El tétrico saldo del régimen del nacionalcatolicismo apenas asoma en las estadísticas: entre 140 y 150 mil personas desaparecidas en la guerra civil y la dictadura; 40 mil ejecuciones después de la guerra, en tiempos de supuesta paz.
Pero a mediados de los setenta la sociedad española rompía el corsé autoritario. Movilizaciones estudiantiles y vecinales, huelgas obreras, proclamas de artistas y profesores universitarios, reivindicaciones de los derechos de las mujeres que, en conjunto, habían provocado primero la derrota cultural de la dictadura. Franco murió en la cama, pero la transición se hizo en la calle.
Salir de la dictadura no fue fácil; el peligro siempre acechó. En los testimonios, libros y documentales sobre esos años destaca la omnipresencia de la violencia y el miedo. Al despertar 1977, ocurren los crímenes de Atocha, donde un comando terrorista de ultraderecha acribilla a cinco abogados laboralistas.
En ese clima ominoso se abrió espacio la política democrática. El presidente Adolfo Suárez da pie a la legalización del Partido Comunista. En junio de 1977 se celebran las primeras elecciones libres.
Gobierno, líderes parlamentarios y representantes de sindicatos independientes firman los Pactos de la Moncloa para asegurar libertades e incluyen un capítulo económico y social. El consenso social como parte del pacto político.
En 1978 el Parlamento aprueba la nueva Constitución, hoy vigente, que es sometida a referéndum y es ratificada por el 88 por ciento de los electores.
La garra autoritaria asoma de nuevo en 1981: el 23 de febrero hay un intento de golpe de Estado por miembros de las fuerzas armadas. El golpe fracasa.
En 1982, el Partido Socialista Obrero Español (PSOE) gana el gobierno y el nuevo presidente, Felipe González, decide impulsar el ingreso de España a la OTAN para, aun en la guerra fría, distanciar su proyecto de la órbita soviética.
En 1986 España se suma a la integración europea y en los años siguientes reduce la brecha de ingreso con el resto del continente. En este siglo es de los primeros países en adoptar el euro. Es ya un país democrático y desarrollado.
(La mayor anomalía en la democracia española fue el terrorismo de ETA, que hasta 2010 asesinó a 669 personas ya muerto Franco. Comandos que ponían bombas en supermercados, pistoleros que disparaban por la nuca al padre que llevaba a su hijo de cinco años al futbol no tienen aura heroica alguna: son meros criminales, también cobardes.)
La democracia no es el fin de la historia, ni está libre de problemas y desafíos. La secuela de la crisis de 2008 generó pobreza, desigualdad, desencanto.

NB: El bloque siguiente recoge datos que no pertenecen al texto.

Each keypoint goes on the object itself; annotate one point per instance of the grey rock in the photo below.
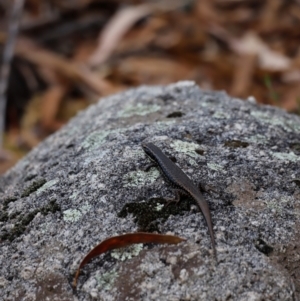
(86, 183)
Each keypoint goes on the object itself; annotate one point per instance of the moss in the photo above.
(34, 186)
(24, 220)
(147, 216)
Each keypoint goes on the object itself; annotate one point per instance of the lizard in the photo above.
(180, 182)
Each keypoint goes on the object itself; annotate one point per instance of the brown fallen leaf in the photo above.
(124, 240)
(115, 29)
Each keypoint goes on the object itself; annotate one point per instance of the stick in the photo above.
(7, 57)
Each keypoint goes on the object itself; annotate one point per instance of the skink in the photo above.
(180, 181)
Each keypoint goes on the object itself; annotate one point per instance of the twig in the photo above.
(8, 53)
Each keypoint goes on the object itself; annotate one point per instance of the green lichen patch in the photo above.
(138, 109)
(273, 119)
(47, 185)
(188, 148)
(148, 217)
(286, 156)
(34, 186)
(215, 167)
(221, 115)
(95, 139)
(7, 201)
(24, 220)
(297, 182)
(140, 178)
(295, 147)
(263, 247)
(106, 280)
(258, 139)
(175, 114)
(123, 254)
(72, 215)
(277, 206)
(236, 143)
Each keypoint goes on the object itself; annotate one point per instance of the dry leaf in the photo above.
(121, 241)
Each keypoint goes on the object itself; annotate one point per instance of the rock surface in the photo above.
(86, 183)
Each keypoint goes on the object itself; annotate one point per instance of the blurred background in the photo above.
(59, 56)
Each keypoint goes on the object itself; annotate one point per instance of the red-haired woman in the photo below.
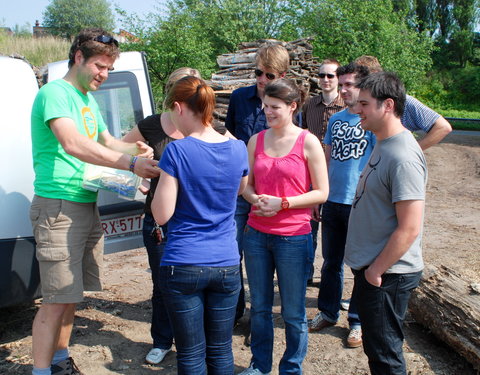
(201, 177)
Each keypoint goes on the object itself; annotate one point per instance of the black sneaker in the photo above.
(65, 367)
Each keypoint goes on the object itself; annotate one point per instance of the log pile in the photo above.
(450, 307)
(237, 70)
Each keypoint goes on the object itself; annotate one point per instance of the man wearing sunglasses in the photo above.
(67, 132)
(245, 117)
(347, 149)
(315, 115)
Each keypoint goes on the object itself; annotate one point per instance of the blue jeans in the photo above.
(291, 257)
(382, 311)
(241, 217)
(334, 235)
(201, 304)
(160, 329)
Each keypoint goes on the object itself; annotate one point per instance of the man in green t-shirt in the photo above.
(68, 131)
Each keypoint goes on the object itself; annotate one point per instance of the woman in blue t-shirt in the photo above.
(201, 177)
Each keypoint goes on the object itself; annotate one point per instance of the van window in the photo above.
(119, 101)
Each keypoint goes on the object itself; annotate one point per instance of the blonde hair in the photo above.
(371, 62)
(273, 57)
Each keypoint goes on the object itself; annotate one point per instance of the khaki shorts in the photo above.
(69, 248)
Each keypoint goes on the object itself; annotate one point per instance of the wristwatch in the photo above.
(285, 204)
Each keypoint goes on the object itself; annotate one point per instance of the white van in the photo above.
(125, 98)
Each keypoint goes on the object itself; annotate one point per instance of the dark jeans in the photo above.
(241, 217)
(382, 312)
(334, 235)
(201, 304)
(290, 257)
(160, 329)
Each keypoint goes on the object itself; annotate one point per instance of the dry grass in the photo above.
(38, 51)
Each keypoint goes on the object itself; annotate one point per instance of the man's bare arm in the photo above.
(89, 151)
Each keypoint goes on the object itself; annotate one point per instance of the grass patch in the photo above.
(462, 125)
(38, 51)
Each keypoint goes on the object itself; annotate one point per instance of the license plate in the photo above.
(122, 225)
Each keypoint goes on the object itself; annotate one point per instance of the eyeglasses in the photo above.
(105, 39)
(270, 76)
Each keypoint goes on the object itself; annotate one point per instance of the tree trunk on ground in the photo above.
(450, 307)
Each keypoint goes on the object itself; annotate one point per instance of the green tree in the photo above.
(347, 30)
(169, 43)
(194, 32)
(66, 18)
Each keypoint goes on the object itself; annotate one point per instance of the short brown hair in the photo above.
(274, 57)
(330, 61)
(178, 74)
(371, 62)
(287, 91)
(86, 42)
(196, 94)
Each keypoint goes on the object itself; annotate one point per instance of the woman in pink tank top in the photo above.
(288, 176)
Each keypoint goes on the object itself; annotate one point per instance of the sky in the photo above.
(21, 12)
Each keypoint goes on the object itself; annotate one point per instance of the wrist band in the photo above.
(133, 160)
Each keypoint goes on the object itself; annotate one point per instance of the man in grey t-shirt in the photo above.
(385, 227)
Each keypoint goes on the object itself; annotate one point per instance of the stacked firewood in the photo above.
(238, 70)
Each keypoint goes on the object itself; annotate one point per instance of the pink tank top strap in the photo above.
(298, 148)
(260, 143)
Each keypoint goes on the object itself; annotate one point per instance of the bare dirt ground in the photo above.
(111, 332)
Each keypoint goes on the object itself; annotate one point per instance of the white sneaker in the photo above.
(156, 355)
(316, 319)
(253, 371)
(345, 304)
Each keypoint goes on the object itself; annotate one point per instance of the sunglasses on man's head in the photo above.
(270, 76)
(105, 39)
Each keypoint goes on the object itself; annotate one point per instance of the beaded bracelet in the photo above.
(133, 160)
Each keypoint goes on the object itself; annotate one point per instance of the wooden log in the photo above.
(450, 307)
(235, 58)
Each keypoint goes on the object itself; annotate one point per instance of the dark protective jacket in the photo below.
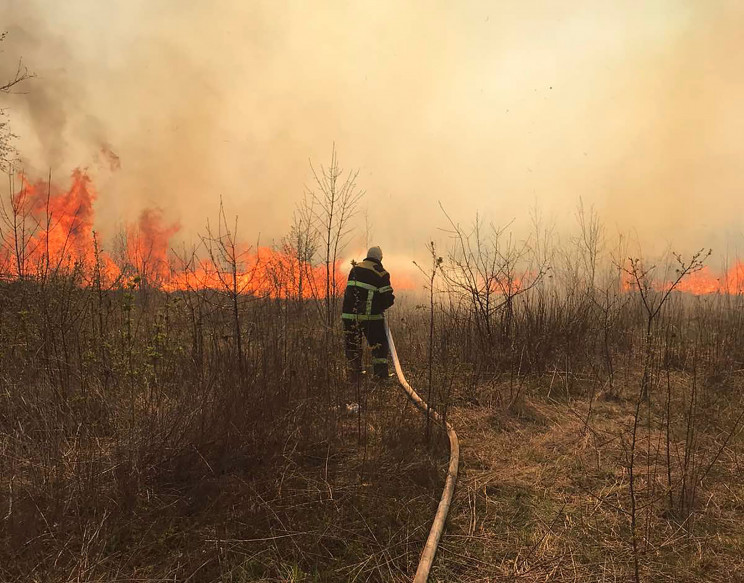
(368, 291)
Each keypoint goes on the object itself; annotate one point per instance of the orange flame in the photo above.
(52, 231)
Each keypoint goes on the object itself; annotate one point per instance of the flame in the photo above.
(51, 230)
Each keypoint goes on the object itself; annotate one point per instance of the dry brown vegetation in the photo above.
(202, 434)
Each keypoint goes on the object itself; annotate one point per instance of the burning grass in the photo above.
(153, 428)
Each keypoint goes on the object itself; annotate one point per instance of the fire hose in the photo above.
(430, 548)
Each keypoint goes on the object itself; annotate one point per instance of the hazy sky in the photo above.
(635, 106)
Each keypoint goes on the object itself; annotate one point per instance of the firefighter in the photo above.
(368, 294)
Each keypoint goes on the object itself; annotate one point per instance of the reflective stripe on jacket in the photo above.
(368, 291)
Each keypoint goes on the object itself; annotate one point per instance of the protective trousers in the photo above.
(374, 332)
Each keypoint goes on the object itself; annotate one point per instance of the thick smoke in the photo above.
(633, 108)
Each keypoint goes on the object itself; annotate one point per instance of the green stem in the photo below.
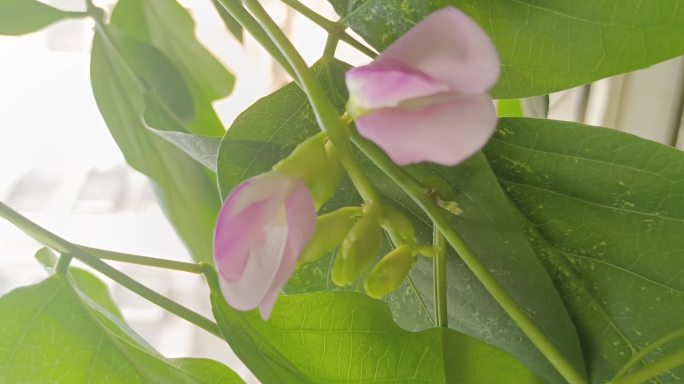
(76, 14)
(143, 260)
(439, 278)
(62, 246)
(330, 46)
(63, 263)
(333, 28)
(338, 132)
(650, 348)
(326, 114)
(252, 26)
(652, 370)
(437, 215)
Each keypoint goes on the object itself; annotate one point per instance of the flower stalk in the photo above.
(339, 134)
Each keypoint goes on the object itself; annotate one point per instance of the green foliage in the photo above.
(604, 212)
(272, 127)
(342, 337)
(18, 17)
(146, 66)
(63, 334)
(544, 46)
(231, 24)
(167, 26)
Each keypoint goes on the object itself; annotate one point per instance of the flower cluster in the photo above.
(423, 99)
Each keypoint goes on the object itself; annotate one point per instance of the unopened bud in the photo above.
(388, 275)
(358, 251)
(331, 229)
(317, 165)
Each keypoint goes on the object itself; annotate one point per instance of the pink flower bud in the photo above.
(261, 231)
(424, 98)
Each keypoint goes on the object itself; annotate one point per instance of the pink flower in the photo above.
(261, 230)
(424, 98)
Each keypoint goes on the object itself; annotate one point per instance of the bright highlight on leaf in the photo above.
(264, 225)
(424, 98)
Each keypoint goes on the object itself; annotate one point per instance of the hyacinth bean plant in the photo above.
(379, 223)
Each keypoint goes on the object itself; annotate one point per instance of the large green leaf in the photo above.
(127, 85)
(343, 337)
(18, 17)
(544, 46)
(204, 149)
(272, 127)
(228, 20)
(605, 211)
(53, 333)
(169, 27)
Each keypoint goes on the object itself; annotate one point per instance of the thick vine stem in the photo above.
(333, 28)
(143, 260)
(64, 247)
(339, 134)
(439, 273)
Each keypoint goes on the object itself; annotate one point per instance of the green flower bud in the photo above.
(315, 162)
(331, 229)
(358, 251)
(390, 272)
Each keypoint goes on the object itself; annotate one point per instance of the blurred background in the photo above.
(60, 167)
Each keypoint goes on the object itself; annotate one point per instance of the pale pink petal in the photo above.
(266, 254)
(444, 133)
(451, 48)
(381, 86)
(233, 237)
(244, 212)
(301, 223)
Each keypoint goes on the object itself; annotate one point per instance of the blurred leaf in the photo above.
(233, 26)
(509, 108)
(126, 90)
(343, 337)
(18, 17)
(201, 148)
(273, 126)
(605, 213)
(57, 334)
(47, 258)
(207, 371)
(167, 26)
(544, 46)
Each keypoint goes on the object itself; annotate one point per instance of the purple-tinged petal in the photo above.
(244, 212)
(449, 47)
(301, 223)
(266, 254)
(444, 133)
(388, 85)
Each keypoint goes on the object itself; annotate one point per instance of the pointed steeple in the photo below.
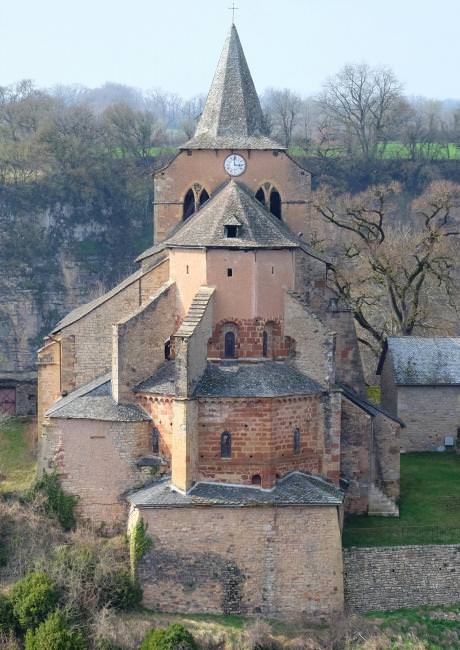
(232, 117)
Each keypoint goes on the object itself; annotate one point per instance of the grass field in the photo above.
(397, 150)
(437, 628)
(429, 506)
(17, 455)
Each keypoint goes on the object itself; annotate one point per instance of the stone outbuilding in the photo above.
(420, 383)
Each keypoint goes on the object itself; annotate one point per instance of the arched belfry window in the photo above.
(275, 203)
(189, 204)
(155, 441)
(260, 195)
(296, 444)
(265, 344)
(230, 345)
(204, 196)
(226, 445)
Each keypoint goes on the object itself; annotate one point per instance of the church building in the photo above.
(217, 393)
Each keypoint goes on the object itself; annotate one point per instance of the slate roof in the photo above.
(423, 361)
(206, 227)
(82, 310)
(232, 117)
(162, 382)
(94, 401)
(295, 489)
(261, 379)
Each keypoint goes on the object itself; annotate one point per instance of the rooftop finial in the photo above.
(233, 8)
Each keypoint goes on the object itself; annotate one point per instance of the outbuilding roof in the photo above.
(294, 489)
(232, 117)
(424, 361)
(94, 401)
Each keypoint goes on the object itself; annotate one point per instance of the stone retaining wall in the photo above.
(401, 576)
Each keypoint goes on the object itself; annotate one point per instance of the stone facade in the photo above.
(401, 576)
(96, 460)
(283, 562)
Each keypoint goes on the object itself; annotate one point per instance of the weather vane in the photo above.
(233, 8)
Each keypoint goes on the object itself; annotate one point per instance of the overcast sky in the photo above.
(174, 44)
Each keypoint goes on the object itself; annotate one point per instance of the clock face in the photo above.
(235, 165)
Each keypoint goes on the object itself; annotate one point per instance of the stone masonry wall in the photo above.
(430, 413)
(262, 431)
(274, 562)
(355, 456)
(249, 339)
(93, 332)
(401, 576)
(314, 343)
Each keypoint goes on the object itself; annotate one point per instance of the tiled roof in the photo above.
(295, 489)
(232, 117)
(425, 361)
(94, 401)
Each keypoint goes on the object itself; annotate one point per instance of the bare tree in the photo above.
(363, 103)
(397, 278)
(284, 110)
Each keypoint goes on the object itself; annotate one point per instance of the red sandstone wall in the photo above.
(207, 169)
(262, 432)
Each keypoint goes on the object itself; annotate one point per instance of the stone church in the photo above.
(217, 392)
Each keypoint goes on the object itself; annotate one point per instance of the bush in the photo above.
(56, 502)
(7, 620)
(55, 634)
(122, 592)
(33, 598)
(174, 637)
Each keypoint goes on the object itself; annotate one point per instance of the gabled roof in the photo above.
(294, 489)
(94, 401)
(258, 227)
(232, 117)
(424, 361)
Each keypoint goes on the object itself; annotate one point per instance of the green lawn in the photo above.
(429, 506)
(17, 455)
(437, 628)
(396, 150)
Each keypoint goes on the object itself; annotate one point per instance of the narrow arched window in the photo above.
(230, 345)
(265, 344)
(189, 204)
(296, 441)
(155, 441)
(204, 196)
(226, 445)
(275, 203)
(260, 195)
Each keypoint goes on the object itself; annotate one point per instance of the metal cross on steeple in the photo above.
(233, 8)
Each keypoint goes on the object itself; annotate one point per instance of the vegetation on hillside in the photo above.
(429, 506)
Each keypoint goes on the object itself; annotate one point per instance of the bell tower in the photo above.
(231, 141)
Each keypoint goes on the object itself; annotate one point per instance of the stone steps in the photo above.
(380, 504)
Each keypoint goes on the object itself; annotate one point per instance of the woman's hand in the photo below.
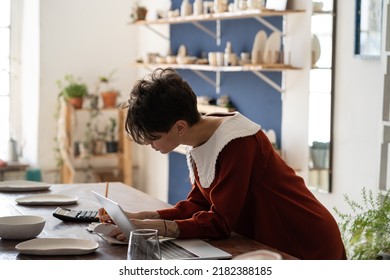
(104, 217)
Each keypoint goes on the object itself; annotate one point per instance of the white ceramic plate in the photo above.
(315, 49)
(258, 47)
(272, 48)
(22, 186)
(46, 199)
(57, 246)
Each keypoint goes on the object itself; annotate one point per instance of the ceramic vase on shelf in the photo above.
(198, 7)
(186, 8)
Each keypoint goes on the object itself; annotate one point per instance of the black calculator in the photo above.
(73, 215)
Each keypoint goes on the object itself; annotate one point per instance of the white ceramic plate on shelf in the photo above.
(272, 48)
(46, 199)
(57, 246)
(23, 186)
(315, 49)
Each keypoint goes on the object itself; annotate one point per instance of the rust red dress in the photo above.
(241, 184)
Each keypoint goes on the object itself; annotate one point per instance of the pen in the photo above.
(106, 195)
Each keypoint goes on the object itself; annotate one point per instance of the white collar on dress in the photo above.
(205, 156)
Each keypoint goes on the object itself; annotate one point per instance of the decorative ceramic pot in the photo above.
(109, 99)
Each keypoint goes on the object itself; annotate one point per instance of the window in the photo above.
(5, 44)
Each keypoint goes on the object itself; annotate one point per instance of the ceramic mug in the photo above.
(212, 57)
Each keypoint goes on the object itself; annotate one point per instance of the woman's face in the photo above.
(167, 141)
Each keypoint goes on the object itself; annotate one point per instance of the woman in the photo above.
(239, 182)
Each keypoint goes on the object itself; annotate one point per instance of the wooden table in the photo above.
(11, 167)
(129, 198)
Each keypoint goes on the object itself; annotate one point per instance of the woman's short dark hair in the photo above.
(157, 102)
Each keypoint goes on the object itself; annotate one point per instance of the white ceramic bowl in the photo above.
(259, 255)
(21, 227)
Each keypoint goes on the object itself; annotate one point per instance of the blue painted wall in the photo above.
(249, 94)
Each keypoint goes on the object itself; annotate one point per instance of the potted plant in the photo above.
(73, 90)
(111, 142)
(366, 231)
(100, 141)
(107, 92)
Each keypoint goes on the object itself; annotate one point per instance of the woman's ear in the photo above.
(181, 127)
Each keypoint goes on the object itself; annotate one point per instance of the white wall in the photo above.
(91, 37)
(88, 39)
(357, 120)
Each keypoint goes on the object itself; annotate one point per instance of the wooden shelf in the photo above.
(220, 16)
(119, 163)
(205, 67)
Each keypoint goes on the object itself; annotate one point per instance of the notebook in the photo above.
(170, 248)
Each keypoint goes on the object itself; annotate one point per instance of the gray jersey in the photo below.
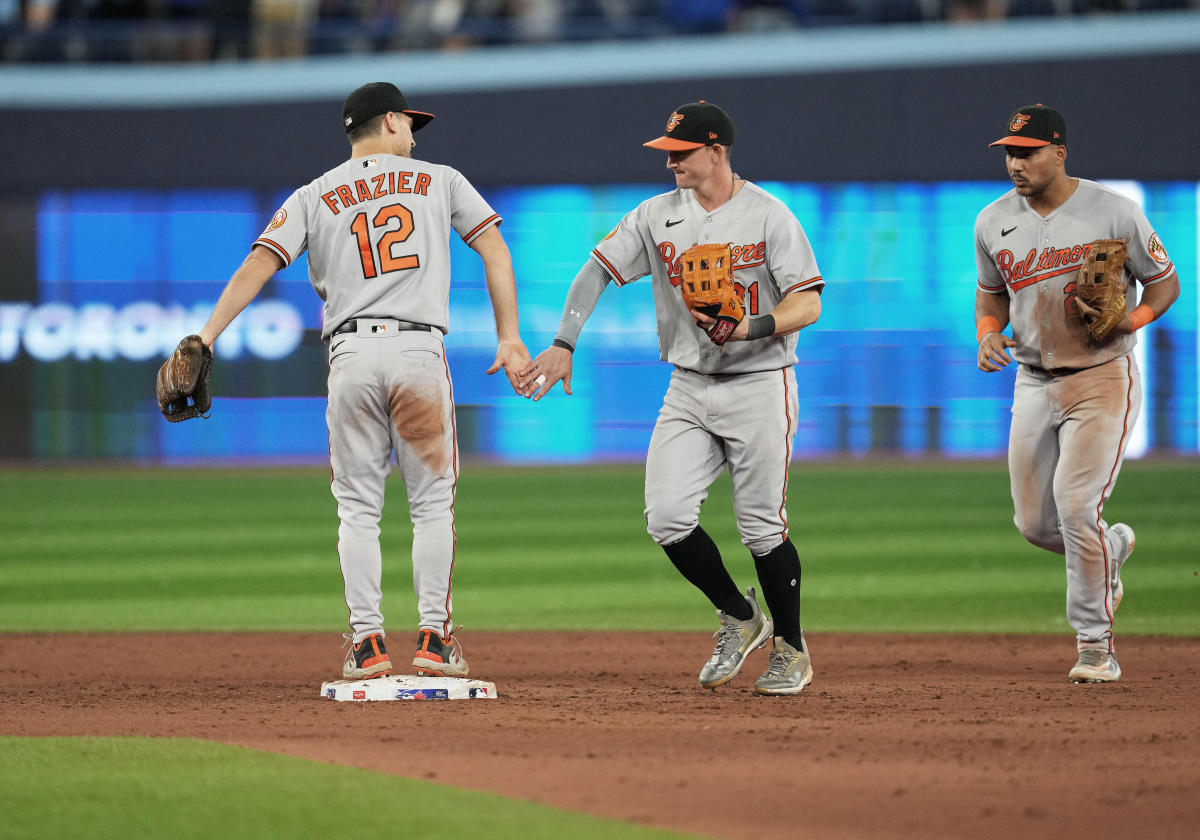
(373, 216)
(1036, 261)
(772, 258)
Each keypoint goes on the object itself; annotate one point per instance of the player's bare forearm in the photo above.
(511, 354)
(555, 364)
(796, 311)
(793, 313)
(1156, 298)
(247, 281)
(993, 354)
(502, 286)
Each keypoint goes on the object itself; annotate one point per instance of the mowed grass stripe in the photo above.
(184, 789)
(906, 546)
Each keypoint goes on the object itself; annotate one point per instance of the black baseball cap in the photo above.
(375, 99)
(1035, 126)
(695, 125)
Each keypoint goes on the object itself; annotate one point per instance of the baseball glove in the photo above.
(1102, 285)
(184, 377)
(706, 281)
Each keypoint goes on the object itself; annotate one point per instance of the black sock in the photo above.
(779, 574)
(699, 559)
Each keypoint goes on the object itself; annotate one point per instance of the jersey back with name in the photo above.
(377, 231)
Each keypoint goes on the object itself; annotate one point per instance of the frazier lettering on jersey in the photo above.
(384, 184)
(1035, 268)
(742, 256)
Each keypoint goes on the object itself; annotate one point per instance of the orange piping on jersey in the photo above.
(787, 457)
(1162, 274)
(1037, 279)
(477, 229)
(454, 495)
(1104, 495)
(276, 247)
(819, 279)
(616, 275)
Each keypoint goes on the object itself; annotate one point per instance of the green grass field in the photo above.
(124, 789)
(886, 547)
(897, 547)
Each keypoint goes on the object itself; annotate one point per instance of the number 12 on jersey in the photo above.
(394, 235)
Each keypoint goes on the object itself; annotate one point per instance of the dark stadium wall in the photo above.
(1127, 118)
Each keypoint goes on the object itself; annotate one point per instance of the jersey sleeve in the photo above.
(1146, 255)
(287, 234)
(989, 277)
(790, 258)
(623, 252)
(469, 214)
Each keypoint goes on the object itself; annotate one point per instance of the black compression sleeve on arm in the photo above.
(581, 299)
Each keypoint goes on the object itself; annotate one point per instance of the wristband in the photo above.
(761, 327)
(1141, 316)
(984, 325)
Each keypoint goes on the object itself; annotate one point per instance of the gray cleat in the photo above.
(1096, 666)
(787, 671)
(1123, 533)
(735, 640)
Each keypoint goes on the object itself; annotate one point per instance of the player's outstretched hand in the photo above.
(552, 365)
(514, 358)
(991, 352)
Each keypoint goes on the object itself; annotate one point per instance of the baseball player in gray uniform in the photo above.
(1075, 401)
(377, 232)
(729, 406)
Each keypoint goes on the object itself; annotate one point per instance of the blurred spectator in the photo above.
(969, 11)
(281, 27)
(190, 30)
(231, 29)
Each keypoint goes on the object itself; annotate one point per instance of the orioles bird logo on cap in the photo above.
(1019, 121)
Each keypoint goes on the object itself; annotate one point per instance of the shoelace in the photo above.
(778, 665)
(727, 639)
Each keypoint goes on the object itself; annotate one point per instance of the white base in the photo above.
(408, 687)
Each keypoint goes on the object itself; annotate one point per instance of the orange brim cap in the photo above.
(1018, 141)
(671, 144)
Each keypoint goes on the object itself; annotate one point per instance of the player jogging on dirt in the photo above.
(732, 399)
(1075, 399)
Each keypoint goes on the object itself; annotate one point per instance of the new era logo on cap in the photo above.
(1035, 126)
(695, 125)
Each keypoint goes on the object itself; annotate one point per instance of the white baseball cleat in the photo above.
(1123, 533)
(1096, 666)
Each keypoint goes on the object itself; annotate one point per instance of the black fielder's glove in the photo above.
(183, 387)
(706, 281)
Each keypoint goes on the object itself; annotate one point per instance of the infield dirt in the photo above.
(898, 737)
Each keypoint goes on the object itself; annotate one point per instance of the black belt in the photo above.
(1055, 371)
(352, 325)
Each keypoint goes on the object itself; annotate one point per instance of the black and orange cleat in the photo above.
(438, 657)
(367, 659)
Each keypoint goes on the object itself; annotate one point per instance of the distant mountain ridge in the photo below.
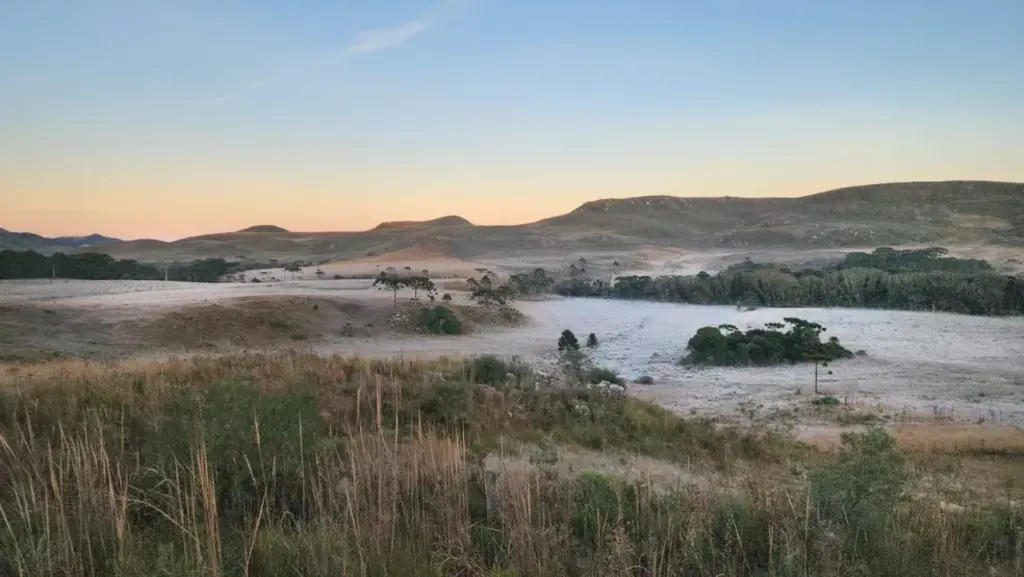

Hoy que cobran bríos los autoritarismos, en España hay una extrema derecha que gana adhesiones electorales. También una izquierda contestataria que desprecia al “régimen del 78”.
Son extremos que se retroalimentan: unos edulcoran a la dictadura, los otros minusvaloran la importancia del consenso político como base de la convivencia. Frente a irresponsables y autoritarios, es clave defender la memoria democrática.